Le spectre de la longue dictature des Duvalier plane encore dans «l’imaginaire haïtiens». Ils sont habitués à un pouvoir autoritaire hierarchisé et centré où tous les pouvoirs sont concentrés entre les mains d’un seul homme tout puissant. Les différentes organisations de la société civile, les groupes de défense des droits humains et les instances qui veillent au respect de la constitution semblent se prêter au jeu de banalisation des collectivités territoriales également. Ce constat vient du fait, semble t-il, que la quasi-totalité des gens qui occupent des postes au sein des différentes structures locales que constituent les collectivités territoriales n’ont pas de compétences requises en la matière.

Il semblerait également que ce constat ne soit pas un hasard. Les pouvoirs politiques voient une sorte de menace dans la décentralisation en occordant plus de pouvoirs aux collectivités. La république de Port-au-Prince veut avoir le dessus sur tout ce qui se fait sur le plan administratif et politique et ce, même si la constitution amendée de 1987 a dans les article 61 à 84 clairement défini les collectivités territoriales.
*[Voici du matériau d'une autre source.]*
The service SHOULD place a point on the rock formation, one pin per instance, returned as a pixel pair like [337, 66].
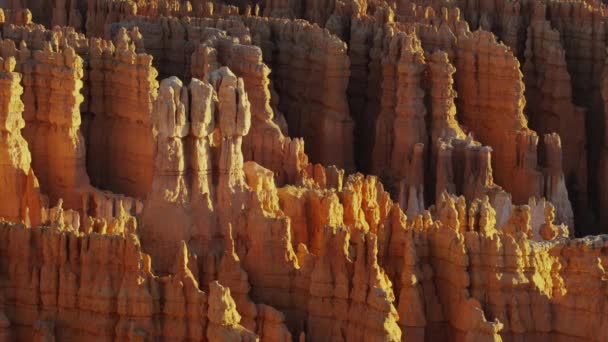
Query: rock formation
[322, 171]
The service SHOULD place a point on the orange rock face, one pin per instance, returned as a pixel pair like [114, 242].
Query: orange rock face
[322, 171]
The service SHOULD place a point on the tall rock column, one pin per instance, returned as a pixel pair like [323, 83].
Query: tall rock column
[550, 105]
[161, 237]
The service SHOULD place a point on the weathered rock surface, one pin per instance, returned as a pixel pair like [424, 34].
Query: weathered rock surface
[483, 145]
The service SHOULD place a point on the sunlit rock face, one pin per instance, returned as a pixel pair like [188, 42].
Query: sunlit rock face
[303, 171]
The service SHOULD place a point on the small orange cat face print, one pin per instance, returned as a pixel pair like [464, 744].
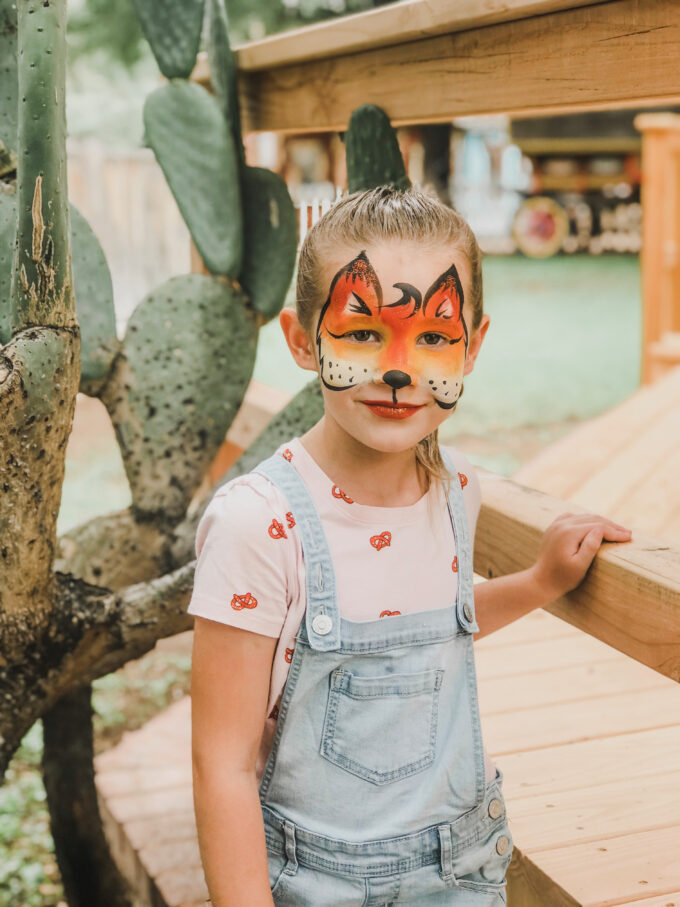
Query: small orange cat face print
[239, 602]
[384, 540]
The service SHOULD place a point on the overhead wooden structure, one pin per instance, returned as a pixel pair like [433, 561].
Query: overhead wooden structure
[427, 61]
[586, 736]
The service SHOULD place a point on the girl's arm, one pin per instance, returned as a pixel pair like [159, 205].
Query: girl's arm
[230, 675]
[568, 547]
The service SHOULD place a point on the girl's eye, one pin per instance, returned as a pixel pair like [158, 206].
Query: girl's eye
[360, 336]
[433, 339]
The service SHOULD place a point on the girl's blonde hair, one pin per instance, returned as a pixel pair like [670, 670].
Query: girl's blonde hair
[364, 218]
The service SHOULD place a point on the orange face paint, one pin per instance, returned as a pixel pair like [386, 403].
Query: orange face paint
[410, 339]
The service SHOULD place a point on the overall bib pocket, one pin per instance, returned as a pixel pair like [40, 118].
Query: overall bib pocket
[382, 729]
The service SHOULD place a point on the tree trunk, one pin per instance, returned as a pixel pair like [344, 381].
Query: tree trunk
[88, 872]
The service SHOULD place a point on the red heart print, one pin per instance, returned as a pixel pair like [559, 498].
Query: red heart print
[239, 602]
[276, 530]
[339, 493]
[381, 541]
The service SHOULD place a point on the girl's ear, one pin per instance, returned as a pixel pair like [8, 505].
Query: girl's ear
[475, 344]
[299, 343]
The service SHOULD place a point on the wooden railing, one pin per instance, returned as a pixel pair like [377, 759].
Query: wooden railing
[428, 61]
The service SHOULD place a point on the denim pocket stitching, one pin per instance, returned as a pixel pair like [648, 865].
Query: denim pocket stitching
[359, 689]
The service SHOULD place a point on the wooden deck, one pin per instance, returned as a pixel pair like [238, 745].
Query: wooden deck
[586, 737]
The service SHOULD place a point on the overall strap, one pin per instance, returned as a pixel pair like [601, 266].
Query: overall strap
[465, 604]
[322, 617]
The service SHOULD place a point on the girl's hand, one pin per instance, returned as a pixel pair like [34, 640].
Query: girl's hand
[568, 547]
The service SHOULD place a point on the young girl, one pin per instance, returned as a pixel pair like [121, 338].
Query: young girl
[337, 749]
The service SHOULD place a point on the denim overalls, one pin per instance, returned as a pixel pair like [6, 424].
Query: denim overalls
[374, 792]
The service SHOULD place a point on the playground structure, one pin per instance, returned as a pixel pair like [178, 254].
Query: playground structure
[588, 753]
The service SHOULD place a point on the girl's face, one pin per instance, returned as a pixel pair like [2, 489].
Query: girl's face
[392, 341]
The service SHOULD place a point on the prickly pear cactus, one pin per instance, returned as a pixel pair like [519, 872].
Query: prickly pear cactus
[8, 86]
[373, 155]
[193, 144]
[173, 30]
[186, 360]
[270, 238]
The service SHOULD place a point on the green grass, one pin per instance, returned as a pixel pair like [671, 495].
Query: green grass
[124, 700]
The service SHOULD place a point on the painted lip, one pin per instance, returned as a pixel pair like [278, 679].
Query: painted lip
[392, 411]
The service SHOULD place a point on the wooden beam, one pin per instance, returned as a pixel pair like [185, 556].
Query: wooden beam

Les différents paliers de gouvernement, au sein de l’appareil étatique accorde peu d’importance aux assemblées des sections communales, aux assemblées communales et départementales ainsi qu'au conseil des sections communales et départementales et ajouté à cela le peu de moyens dont ils disposent pour assurer leur fonctionnement laisse comprendre que ces différentes structures ont très peu sinon aucune importance aux yeux des instances décisionelles de l’État Central.

Au regard de ce qui a été fait par le programme de coopération volontaire PCV-Haïti dans le département de l’artibonite dans le cadre de la redynamisation des collectivités territoriales, ayant abouti jusqu’ici à un (CTD) conseil technique départemental, qui a produit un outil de capitalisation solide, cet article se veut un vibrant plaidoyer pour l’appropriation de cet outil et de ce qui a été fait aux Gonaives auprès des groupes organisés des instances décisionnelles pour un renforcement véritables des pouvoirs locaux.

C’est dans la perspective d’un fonctionnement efficace des collectivités territoriales que s’inscrit le mandat d’un Conseiller en plaidoyer et Communication en gouvernance au sein du programme de coopération volontaire (PCV-Haïti), qui es géré part un consortium de quattre ONG du Canada, qui, sous le leadership de CECI, offre un programme d’assistance technique et de solidarité fondé sur la coopération volontaire.

Il faut opter pour un réveil des consciences de la majorité silencieuse et ce, quelque soit l’appartenance politique des uns et des autres, il faut savoir que si on veut faire un pays basé sur les valeurs démocratiques, on ne saurait passer outre les valeurs de la bonne gouvernance qui sous-tendent vers la décentralisation qui est la résultante d’un fonctionnement efficace des collectivités territoriales lesquelles favorisent le leadership au niveau départemental pour la prise des décisions dans les limites des compétences administratives qui les concernent.